Hi Gordon,

The job was run using processing time. The Kafka broker version I’ve used was 
0.10.1.1. 

Dominik

> On 30 Mar 2017, at 08:35, Tzu-Li (Gordon) Tai <tzuli...@apache.org> wrote:
> 
> Hi Dominik,
> 
> Was the job running with processing time or event time? If event time, how 
> are you producing the watermarks?
> Normally to understand how windows are firing in Flink, these two factors 
> would be the place to look at.
> I can try to further explain this once you provide info with these. Also, are 
> you using Kafka 0.10?
> 
> Cheers,
> Gordon
> 
> On March 27, 2017 at 11:25:49 PM, Dominik Safaric (dominiksafa...@gmail.com 
> <mailto:dominiksafa...@gmail.com>) wrote:
> 
>> Hi all, 
>> 
>> Lately I’ve been investigating onto the performance characteristics of Flink 
>> part of our internal benchmark. Part of this we’ve developed and deployed an 
>> application that pools data from Kafka, groups the data by a key during a 
>> fixed time window of a minute.  
>> 
>> In total, the topic that the KafkaConsumer pooled from consists of 100 
>> million messages each of 100 bytes size.
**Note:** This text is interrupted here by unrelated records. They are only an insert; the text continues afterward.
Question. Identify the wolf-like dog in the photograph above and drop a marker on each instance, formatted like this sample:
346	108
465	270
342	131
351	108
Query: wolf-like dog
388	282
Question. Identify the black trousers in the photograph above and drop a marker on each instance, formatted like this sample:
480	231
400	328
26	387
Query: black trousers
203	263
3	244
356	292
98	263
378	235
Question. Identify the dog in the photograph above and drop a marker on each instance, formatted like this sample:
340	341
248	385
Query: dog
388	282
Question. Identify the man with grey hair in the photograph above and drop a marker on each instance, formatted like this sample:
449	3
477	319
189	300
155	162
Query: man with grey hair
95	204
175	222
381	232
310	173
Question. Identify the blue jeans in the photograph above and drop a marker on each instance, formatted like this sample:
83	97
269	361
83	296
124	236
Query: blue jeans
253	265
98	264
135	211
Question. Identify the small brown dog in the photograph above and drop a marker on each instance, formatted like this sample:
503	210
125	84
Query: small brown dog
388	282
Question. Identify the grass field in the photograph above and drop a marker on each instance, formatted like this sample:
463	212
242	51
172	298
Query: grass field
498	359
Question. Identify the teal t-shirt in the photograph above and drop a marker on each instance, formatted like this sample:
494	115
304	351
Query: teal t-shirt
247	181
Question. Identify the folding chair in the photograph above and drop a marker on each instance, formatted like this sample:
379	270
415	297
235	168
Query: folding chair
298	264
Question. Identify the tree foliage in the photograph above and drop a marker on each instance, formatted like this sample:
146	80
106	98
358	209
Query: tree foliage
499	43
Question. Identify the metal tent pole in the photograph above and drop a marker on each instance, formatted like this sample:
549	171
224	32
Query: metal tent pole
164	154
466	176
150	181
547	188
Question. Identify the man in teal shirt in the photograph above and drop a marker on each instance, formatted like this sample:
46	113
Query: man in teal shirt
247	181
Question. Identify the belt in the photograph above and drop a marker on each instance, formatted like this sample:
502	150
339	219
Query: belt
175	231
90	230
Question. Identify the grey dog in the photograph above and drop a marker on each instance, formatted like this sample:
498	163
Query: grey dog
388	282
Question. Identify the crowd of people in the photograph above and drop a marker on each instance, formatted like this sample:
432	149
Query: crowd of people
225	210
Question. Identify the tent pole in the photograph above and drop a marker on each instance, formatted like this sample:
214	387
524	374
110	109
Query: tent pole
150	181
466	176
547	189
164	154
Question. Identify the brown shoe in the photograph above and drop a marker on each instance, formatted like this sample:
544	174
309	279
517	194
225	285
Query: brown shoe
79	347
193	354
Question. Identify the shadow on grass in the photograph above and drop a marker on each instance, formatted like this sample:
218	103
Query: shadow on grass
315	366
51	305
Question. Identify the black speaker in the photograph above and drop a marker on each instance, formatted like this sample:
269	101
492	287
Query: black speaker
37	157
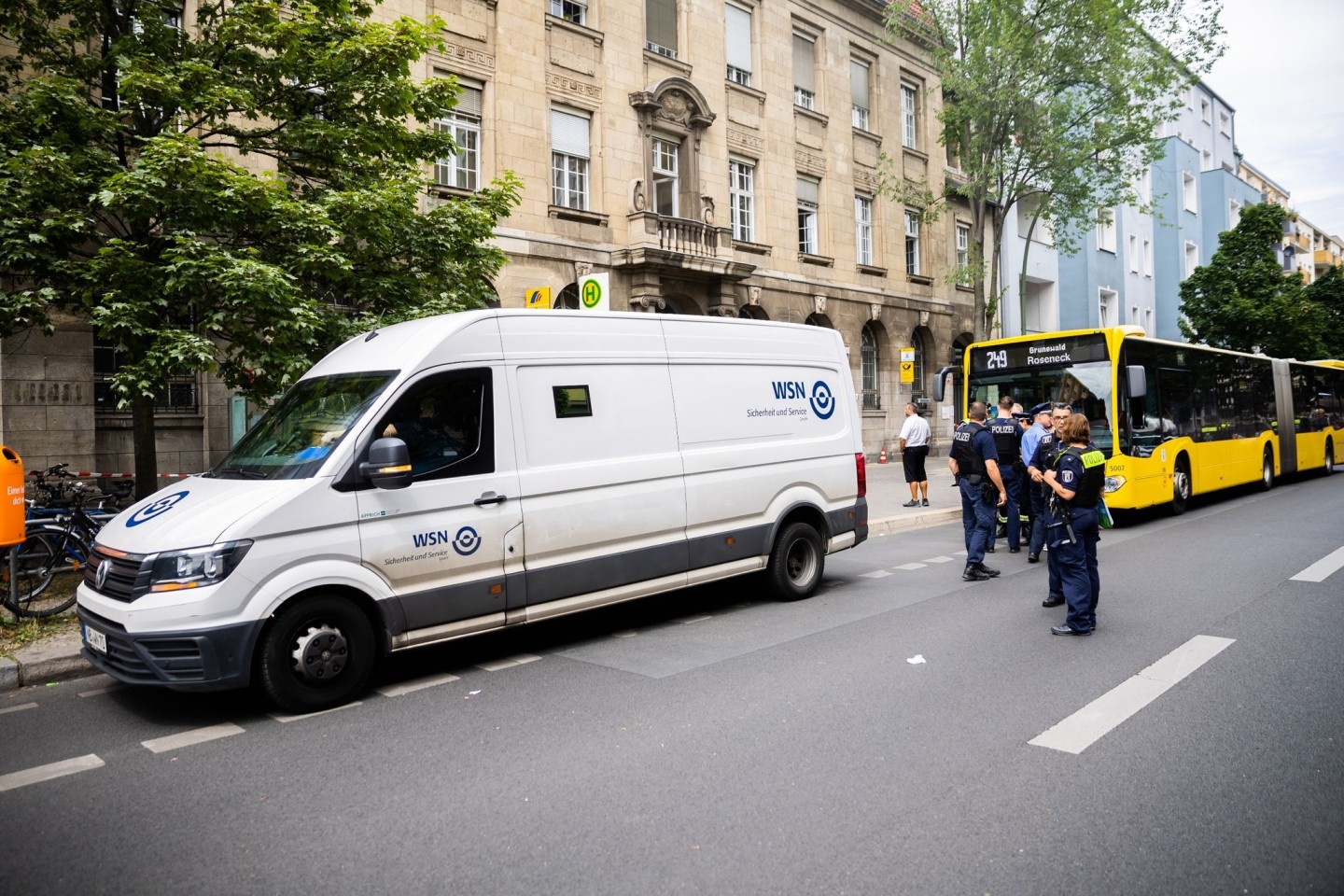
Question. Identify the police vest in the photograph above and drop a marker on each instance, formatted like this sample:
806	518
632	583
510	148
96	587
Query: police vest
1094	474
1007	441
968	459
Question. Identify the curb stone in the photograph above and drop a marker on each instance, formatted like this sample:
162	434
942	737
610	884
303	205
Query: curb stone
58	658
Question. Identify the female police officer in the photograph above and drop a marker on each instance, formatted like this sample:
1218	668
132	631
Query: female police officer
1077	481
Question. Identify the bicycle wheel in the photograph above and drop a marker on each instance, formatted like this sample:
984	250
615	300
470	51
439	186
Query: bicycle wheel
46	572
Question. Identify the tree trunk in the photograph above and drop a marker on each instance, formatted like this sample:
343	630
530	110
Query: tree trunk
143	442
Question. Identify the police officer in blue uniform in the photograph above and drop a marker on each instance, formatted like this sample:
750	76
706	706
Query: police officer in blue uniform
1041	461
1008	443
974	462
1077	481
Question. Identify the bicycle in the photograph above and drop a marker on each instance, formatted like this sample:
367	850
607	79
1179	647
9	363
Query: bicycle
46	568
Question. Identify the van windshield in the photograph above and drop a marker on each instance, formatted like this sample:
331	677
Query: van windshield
302	427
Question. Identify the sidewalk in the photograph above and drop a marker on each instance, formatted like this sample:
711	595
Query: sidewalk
58	657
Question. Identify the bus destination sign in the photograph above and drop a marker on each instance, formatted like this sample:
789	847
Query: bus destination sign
1048	354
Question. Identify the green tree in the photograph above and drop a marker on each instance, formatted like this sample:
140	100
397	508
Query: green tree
1242	300
235	193
1051	103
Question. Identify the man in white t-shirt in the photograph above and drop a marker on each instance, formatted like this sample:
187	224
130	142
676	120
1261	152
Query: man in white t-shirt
914	449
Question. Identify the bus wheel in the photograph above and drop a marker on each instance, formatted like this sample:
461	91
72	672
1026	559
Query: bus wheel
796	563
316	653
1181	486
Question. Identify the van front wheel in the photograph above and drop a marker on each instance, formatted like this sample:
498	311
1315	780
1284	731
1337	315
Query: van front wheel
316	653
796	563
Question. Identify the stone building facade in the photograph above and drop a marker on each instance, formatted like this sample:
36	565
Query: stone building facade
711	156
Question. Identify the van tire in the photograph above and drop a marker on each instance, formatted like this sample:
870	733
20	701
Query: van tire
329	636
796	563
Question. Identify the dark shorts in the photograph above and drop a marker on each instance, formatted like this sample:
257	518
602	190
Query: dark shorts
913	459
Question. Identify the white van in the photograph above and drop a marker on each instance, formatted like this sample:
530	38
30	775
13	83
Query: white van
470	471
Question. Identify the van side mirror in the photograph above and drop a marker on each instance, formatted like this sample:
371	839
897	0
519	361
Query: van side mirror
388	465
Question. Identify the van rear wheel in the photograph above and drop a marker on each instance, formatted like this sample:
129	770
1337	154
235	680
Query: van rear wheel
316	653
796	563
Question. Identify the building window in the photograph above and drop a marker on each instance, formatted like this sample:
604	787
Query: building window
463	124
964	254
660	27
568	159
912	244
665	189
870	369
1108	299
1106	230
804	72
570	11
809	191
742	199
863	229
859	93
736	43
909	131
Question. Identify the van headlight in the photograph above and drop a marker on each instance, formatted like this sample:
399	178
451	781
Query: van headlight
195	567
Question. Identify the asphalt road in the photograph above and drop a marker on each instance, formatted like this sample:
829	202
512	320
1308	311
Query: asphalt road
714	742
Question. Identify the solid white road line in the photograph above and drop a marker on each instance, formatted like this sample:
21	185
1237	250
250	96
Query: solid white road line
1323	568
1086	727
48	773
507	663
420	684
191	737
21	706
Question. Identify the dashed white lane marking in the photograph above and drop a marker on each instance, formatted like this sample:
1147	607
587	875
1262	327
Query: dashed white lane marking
1323	568
21	706
191	737
1089	724
48	773
420	684
507	663
281	718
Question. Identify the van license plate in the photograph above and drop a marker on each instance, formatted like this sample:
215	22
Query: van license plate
95	639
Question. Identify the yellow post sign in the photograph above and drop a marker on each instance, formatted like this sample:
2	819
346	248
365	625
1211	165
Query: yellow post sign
907	366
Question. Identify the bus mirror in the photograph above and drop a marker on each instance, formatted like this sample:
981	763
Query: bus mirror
1137	381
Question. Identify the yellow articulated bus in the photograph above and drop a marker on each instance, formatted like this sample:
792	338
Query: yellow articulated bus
1173	419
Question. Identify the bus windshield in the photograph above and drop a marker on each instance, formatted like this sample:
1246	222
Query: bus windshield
302	428
1074	370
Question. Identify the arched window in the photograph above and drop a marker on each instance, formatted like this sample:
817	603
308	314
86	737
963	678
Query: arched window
870	369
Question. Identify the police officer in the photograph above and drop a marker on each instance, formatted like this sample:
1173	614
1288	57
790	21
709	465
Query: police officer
1077	481
1008	445
974	462
1043	459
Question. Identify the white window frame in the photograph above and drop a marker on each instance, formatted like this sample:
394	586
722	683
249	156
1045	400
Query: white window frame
736	46
742	198
1106	230
863	229
463	170
909	116
573	11
570	160
809	193
913	262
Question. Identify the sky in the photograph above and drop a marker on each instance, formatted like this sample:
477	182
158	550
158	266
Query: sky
1283	74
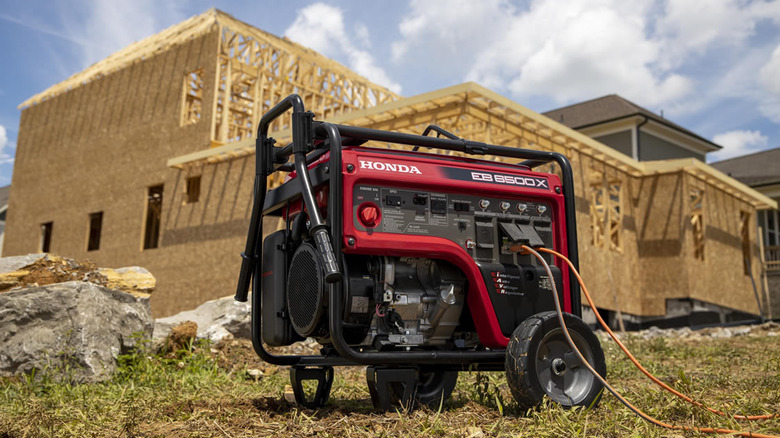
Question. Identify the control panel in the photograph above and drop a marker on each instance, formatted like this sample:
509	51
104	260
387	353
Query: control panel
486	227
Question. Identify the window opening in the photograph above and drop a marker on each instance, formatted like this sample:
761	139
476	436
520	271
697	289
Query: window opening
95	228
192	108
46	232
193	189
696	197
598	212
615	216
744	231
153	217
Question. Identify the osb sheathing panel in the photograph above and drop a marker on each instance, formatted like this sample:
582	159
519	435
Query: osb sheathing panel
661	233
720	278
610	275
99	147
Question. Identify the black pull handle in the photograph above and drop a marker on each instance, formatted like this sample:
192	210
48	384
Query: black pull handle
329	265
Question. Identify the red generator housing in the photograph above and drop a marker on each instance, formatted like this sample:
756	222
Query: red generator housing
407	262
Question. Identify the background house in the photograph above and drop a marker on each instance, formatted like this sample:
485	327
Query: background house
161	133
761	171
632	130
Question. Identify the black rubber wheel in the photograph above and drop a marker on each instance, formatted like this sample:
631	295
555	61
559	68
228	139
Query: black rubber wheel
540	362
431	386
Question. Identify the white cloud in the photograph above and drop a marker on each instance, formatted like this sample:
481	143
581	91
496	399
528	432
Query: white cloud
769	74
107	27
6	156
451	32
737	143
321	28
553	48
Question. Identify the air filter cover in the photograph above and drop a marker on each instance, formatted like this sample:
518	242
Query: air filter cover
307	297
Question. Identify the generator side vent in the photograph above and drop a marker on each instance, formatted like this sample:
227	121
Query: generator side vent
306	292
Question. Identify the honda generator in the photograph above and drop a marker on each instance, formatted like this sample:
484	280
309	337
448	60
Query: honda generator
406	262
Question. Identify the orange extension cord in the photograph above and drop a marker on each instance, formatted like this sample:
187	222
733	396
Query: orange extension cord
633	408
What we were expecting is that no 
>> records will be neither read nor produced back to Kafka for the first minute 
>> of the window operation - however, this is unfortunately not the case. Below 
>> you may find a plot showing the number of records produced per second.  
>> 
>> Could anyone provide an explanation onto the behaviour shown in the graph 
>> below? What are the reasons behind consuming/producing messages from/to 
>> Kafka while the window has not expired yet?